6/17/2013

#2 The Rights of Bums (1998)


rat All Rights Reserved © 1998 Thomas W. Day
A couple of years ago, during an attempt to purchase a home in Minnesota, I have learned a lot about the direction of the legal system.  I’ve learned, for instance, that the “rights” of the irresponsible will almost always override the rights of the responsible.  It is incredible that citizens know so little about the multitude of protections there are for those who refuse to pay their bills.  I suspect that if these laws were more common knowledge almost all of us would chose to be deadbeats. 
I suspect it’s more a matter of the general poor state of management, than a conscious direction our culture has chosen.  I doubt that we, as a nation, would knowingly chose to allow people the right to refuse payment on all manner of goods and services and still expect to receive any of those products unimpeded.  While there is a certain belief in the myth of “the free lunch” running through this country, most of us know it really doesn’t exist.  However, our laws don’t support that knowledge.
Let me give you a few examples of how idiotic our “bum protection” laws have become.  A person can expect to live for at least a year in a home for which that person makes absolutely no payment of any sort.  Mortgage companies will always allow a freeloader at least a year in which to come up with a single mortgage payment, before they consider evicting the bum.  Utility companies are equally hamstrung.  If a resident chooses to ignore notices of non-payment, utility companies are unable to either shut off the service or force payment through any means for at least a year of non-payment. 
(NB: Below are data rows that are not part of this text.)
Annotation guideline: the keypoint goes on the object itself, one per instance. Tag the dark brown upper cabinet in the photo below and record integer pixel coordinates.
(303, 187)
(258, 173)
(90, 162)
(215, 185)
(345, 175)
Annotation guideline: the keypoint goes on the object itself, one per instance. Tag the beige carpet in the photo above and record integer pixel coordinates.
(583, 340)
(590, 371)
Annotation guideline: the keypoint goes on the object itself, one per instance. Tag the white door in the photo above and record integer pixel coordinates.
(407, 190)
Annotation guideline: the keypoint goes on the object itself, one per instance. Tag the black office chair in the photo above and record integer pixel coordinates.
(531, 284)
Now you have to intelligent enough to know who makes up for those deadbeats.  The cost of freeloaders is simply added to the bottom line of the cost of doing business and is passed on to those of us who are idiotic enough to think we have to pay our bills.  The power company doesn’t lose any money.  The mortgage companies don’t go broke.  The garbage still gets picked up and the sewers still drain into our lakes and streams.  Those companies and organizations just add the cost of deadbeats to what the rest of us pay. 
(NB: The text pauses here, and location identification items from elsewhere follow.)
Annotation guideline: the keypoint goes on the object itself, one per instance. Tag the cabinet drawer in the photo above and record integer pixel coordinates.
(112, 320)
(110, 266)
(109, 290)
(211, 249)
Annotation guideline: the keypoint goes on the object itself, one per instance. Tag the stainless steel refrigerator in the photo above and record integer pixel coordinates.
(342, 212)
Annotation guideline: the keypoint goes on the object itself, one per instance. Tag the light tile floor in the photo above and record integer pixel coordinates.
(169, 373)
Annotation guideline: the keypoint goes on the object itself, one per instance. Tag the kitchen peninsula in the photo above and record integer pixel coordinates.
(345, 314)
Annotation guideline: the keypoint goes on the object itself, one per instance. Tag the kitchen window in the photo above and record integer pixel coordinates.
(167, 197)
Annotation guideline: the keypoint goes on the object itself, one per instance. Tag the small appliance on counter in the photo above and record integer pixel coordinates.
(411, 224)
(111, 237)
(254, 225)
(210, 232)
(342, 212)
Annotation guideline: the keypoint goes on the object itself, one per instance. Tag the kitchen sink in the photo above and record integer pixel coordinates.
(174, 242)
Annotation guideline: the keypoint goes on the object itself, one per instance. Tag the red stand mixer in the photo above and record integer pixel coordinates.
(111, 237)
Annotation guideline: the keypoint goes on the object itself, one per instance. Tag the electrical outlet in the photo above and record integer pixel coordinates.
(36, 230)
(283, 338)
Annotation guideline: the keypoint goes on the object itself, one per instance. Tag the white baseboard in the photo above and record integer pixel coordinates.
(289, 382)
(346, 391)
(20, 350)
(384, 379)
The “no free lunch” concept only applies to those who don’t expect a free lunch.  If you are mentally able to cope with being a deadbeat, you can make a pretty nice living from handouts. 
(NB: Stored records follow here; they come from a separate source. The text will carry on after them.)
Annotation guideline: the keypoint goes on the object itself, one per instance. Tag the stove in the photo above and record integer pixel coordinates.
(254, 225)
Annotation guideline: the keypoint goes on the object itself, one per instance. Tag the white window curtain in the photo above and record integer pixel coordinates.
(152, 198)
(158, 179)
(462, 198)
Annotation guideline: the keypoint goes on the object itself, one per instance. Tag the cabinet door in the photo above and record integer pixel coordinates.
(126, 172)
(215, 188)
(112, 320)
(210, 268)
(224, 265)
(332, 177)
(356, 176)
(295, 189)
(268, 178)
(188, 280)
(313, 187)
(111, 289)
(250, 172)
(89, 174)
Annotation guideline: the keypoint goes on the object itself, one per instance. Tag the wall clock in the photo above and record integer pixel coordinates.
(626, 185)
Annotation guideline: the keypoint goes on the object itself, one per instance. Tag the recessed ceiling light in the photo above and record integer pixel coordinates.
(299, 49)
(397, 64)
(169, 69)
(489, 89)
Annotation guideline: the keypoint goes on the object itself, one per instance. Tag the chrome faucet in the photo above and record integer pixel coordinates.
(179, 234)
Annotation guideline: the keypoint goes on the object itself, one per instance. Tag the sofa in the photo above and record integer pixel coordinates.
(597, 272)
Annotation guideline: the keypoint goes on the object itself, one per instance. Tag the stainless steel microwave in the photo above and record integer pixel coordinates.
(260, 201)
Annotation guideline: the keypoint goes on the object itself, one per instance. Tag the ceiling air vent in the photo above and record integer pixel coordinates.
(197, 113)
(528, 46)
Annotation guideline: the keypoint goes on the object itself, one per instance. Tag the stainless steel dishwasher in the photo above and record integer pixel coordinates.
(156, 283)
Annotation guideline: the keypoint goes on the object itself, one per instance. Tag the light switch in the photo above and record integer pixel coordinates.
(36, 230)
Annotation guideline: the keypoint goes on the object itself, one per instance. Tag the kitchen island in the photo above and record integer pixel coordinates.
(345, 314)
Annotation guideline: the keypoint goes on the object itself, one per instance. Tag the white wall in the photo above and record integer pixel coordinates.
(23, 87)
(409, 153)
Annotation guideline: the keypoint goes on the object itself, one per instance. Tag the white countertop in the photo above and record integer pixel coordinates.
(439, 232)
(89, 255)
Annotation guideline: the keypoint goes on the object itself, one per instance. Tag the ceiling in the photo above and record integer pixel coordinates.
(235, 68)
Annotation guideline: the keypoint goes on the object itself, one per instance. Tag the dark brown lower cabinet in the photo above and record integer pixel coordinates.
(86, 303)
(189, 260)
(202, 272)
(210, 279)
And you can expect sympathy from a significant portion of the federal and state government for accepting that support.  At first glance, it might not make sense that government employees would want to work against the interest of tax and bill payers.  That’s a fairly superficial analysis, though.  Government employees have a vested interest in protecting deadbeats.  If it weren’t for slackers, we wouldn't have a lot of need for a significant portion of our current government.  If all government did was regulate trade and provide for national defense, we could eliminate considerably more than half of our current federal and state payroll.  Of course, that would put an incredible number of unemployable deadbeats out in the street which would probably start the whole cycle over again.